The Similarity Index is a feature provided by db-ally that takes user input and maps it to the closest matching value in the data source using a chosen similarity metric. This feature is handy when the user input does not exactly match the data source, such as when the user asks to "list all employees in the IT department," while the database categorizes this group as the "computer department." To learn more about Similarity Indexes, refer to the Concept: Similarity Indexes page.

While Similarity Indexes can be used directly, they are usually used with Views, annotating arguments to filter methods. This technique lets db-ally automatically match user-provided arguments to the most similar value in the data source. You can see an example of using similarity indexes with views on the Quickstart Part 2: Semantic Similarity page.

Similarity Indexes are designed to index all possible values (e.g., on disk or in a different data store). Consequently, when the data source undergoes changes, the Similarity Index must update to reflect these alterations. This guide will explain how to update Similarity Indexes in your code.
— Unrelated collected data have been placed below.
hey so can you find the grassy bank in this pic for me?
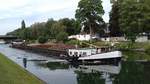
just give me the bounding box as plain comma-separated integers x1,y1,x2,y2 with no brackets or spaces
114,42,150,61
123,51,150,61
0,53,44,84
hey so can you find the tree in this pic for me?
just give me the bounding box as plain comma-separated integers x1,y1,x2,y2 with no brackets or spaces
20,20,29,40
59,18,81,35
21,20,26,29
30,22,46,39
56,32,68,42
38,36,48,44
51,22,66,39
45,18,56,37
119,0,150,42
142,0,150,34
109,1,122,37
75,0,105,35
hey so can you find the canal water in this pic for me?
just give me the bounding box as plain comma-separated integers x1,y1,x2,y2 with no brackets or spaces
0,44,150,84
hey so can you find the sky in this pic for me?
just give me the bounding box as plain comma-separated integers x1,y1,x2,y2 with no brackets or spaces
0,0,112,35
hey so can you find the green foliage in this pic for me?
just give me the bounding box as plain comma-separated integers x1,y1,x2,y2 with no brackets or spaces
75,0,105,35
145,46,150,55
51,22,66,39
115,42,150,51
109,1,122,36
123,51,150,61
113,62,145,84
30,22,46,39
45,18,56,37
115,42,134,50
59,18,81,36
118,0,150,42
56,32,68,42
145,48,150,55
93,41,111,46
66,40,80,45
75,70,104,84
46,62,69,70
7,18,80,43
38,36,48,44
21,20,26,29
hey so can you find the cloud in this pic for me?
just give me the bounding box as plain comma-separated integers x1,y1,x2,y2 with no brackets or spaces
0,0,80,20
0,0,111,35
0,0,30,10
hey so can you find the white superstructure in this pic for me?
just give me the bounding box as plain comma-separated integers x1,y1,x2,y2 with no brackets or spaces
78,51,122,60
68,48,101,57
68,48,122,61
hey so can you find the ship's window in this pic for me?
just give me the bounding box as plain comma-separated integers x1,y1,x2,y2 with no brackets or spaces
70,52,72,55
83,52,87,56
74,52,78,56
80,52,82,55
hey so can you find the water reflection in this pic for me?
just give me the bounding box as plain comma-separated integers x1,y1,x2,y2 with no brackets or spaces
36,61,120,84
113,62,150,84
37,62,69,70
37,61,150,84
75,70,105,84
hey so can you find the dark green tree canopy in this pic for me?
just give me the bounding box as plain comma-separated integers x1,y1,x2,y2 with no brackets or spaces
7,18,80,41
75,0,105,35
109,1,122,37
118,0,150,42
59,18,81,35
21,20,26,29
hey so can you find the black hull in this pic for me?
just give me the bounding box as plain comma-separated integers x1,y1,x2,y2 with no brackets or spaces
68,57,122,65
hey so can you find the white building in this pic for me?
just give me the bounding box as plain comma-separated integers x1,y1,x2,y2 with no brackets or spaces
68,34,100,41
136,36,149,42
68,34,150,42
100,36,150,42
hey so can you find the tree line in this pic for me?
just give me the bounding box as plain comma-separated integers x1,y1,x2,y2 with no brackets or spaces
7,0,150,43
7,18,81,43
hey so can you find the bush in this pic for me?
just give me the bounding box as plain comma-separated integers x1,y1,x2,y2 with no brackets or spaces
38,36,48,43
145,47,150,55
115,42,134,50
66,40,79,45
56,32,68,42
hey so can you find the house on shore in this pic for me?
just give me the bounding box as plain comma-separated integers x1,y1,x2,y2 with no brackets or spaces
68,34,150,42
68,34,100,41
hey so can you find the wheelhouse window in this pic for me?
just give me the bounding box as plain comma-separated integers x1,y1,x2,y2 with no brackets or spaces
80,52,82,55
69,52,72,55
83,52,87,56
74,52,78,56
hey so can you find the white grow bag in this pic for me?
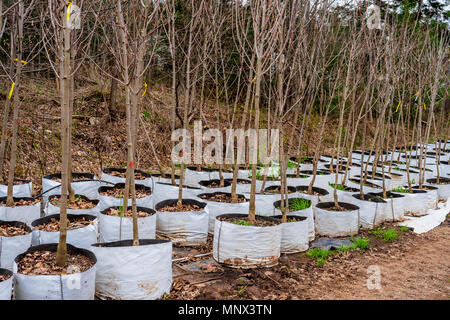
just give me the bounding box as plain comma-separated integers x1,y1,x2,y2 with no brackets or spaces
13,244,97,300
184,167,216,188
273,198,314,241
31,214,98,250
0,180,32,198
369,192,406,222
254,186,297,216
155,199,208,246
0,221,32,271
392,190,428,217
0,198,40,226
273,215,309,253
98,207,156,243
426,178,450,201
213,214,282,268
152,182,202,209
91,239,172,300
412,185,438,210
0,268,13,300
350,194,386,229
196,192,249,234
42,173,99,200
44,194,101,217
97,183,153,211
224,178,253,194
315,202,360,237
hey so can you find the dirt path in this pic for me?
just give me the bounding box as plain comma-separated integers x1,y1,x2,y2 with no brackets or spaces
170,215,450,300
304,218,450,299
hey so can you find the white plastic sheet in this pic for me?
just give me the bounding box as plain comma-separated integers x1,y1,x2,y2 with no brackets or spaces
155,199,209,246
398,197,450,234
213,214,281,268
0,180,32,198
315,202,359,237
98,207,156,243
0,221,32,271
92,239,172,300
0,200,40,227
13,244,97,300
0,269,13,300
31,214,98,250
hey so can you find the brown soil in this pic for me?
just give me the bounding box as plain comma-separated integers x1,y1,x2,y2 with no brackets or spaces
159,203,203,212
0,274,11,282
108,170,148,180
324,206,351,212
100,187,150,198
35,217,94,232
265,187,295,194
0,199,39,207
17,250,95,276
203,181,223,188
0,223,31,237
104,207,153,218
199,193,247,203
50,196,97,209
169,217,450,300
297,189,321,196
218,216,281,227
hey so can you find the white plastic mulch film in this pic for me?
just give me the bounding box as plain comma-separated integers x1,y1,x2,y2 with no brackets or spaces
0,269,13,300
31,214,98,250
0,180,32,198
155,199,209,246
213,214,282,268
98,207,156,243
92,239,172,300
0,221,32,271
315,202,359,237
0,200,40,226
196,192,249,234
13,244,97,300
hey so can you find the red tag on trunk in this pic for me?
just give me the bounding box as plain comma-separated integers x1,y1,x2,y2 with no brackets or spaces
130,161,134,168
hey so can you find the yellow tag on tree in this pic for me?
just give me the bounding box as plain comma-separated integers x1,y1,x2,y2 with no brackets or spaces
395,100,401,112
67,2,72,21
142,83,148,97
8,82,15,100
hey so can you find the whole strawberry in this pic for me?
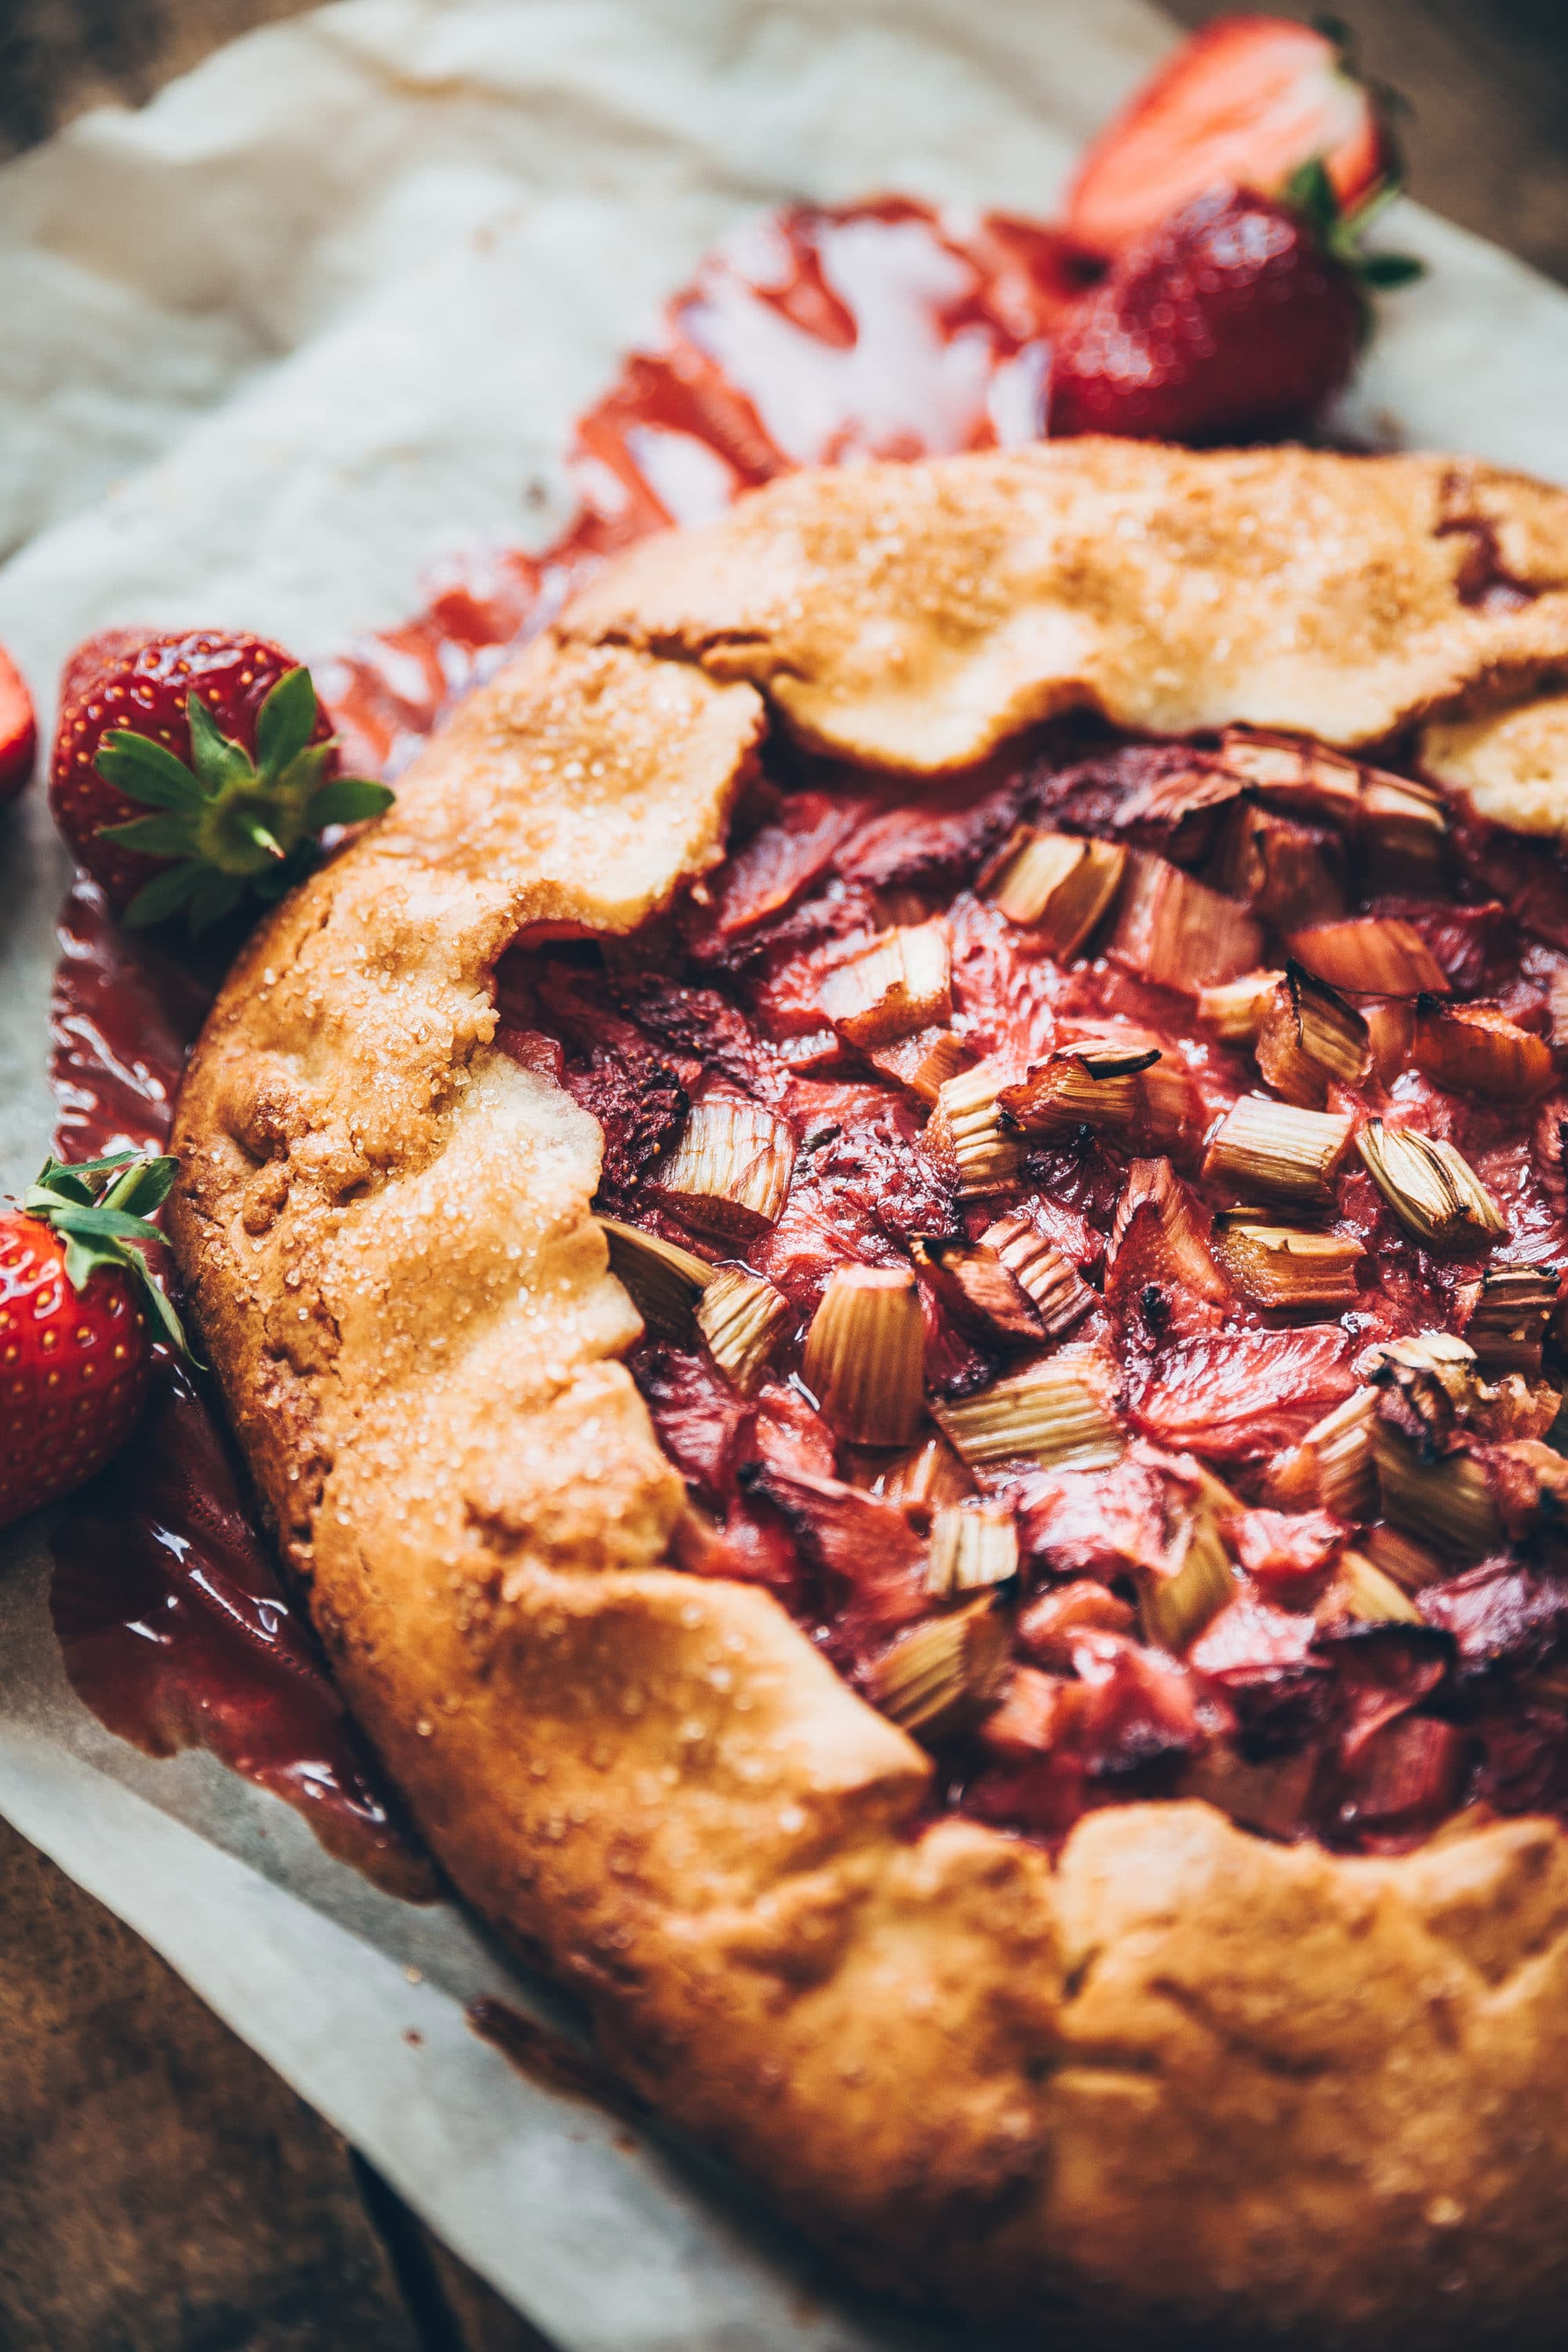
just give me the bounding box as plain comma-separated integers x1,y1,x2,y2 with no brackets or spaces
0,1152,189,1529
1049,178,1418,446
0,643,37,805
49,629,392,928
Update a Single Similarity Index#

To manually update a Similarity Index, call the update method on the Similarity Index object. The update method will re-fetch all possible values from the data source and re-index them. Below is an example of how to manually update a Similarity Index:

from dbally import SimilarityIndex

# Create a similarity index
similarity_index = SimilarityIndex(fetcher=fetcher, store=store)

# Update the similarity index
await similarity_index.update()

Update Similarity Indexes from all Views in a Collection#

If you have a collection and want to update Similarity Indexes in all views, you can use the update_similarity_indexes method. This method will update all Similarity Indexes in all views registered with the collection:

from dbally import create_collection
from dbally.llms.litellm import LiteLLM

my_collection = create_collection("my_collection", llm=LiteLLM())

# ... add views to the collection

await my_collection.update_similarity_indexes()

Info

Alternatively, for more advanced use cases, you can use Collection's [get_similarity_indexes][dbally.Collection.get_similarity_indexes] method to get a list of all Similarity Indexes (allongside the places where they are used) and update them individually.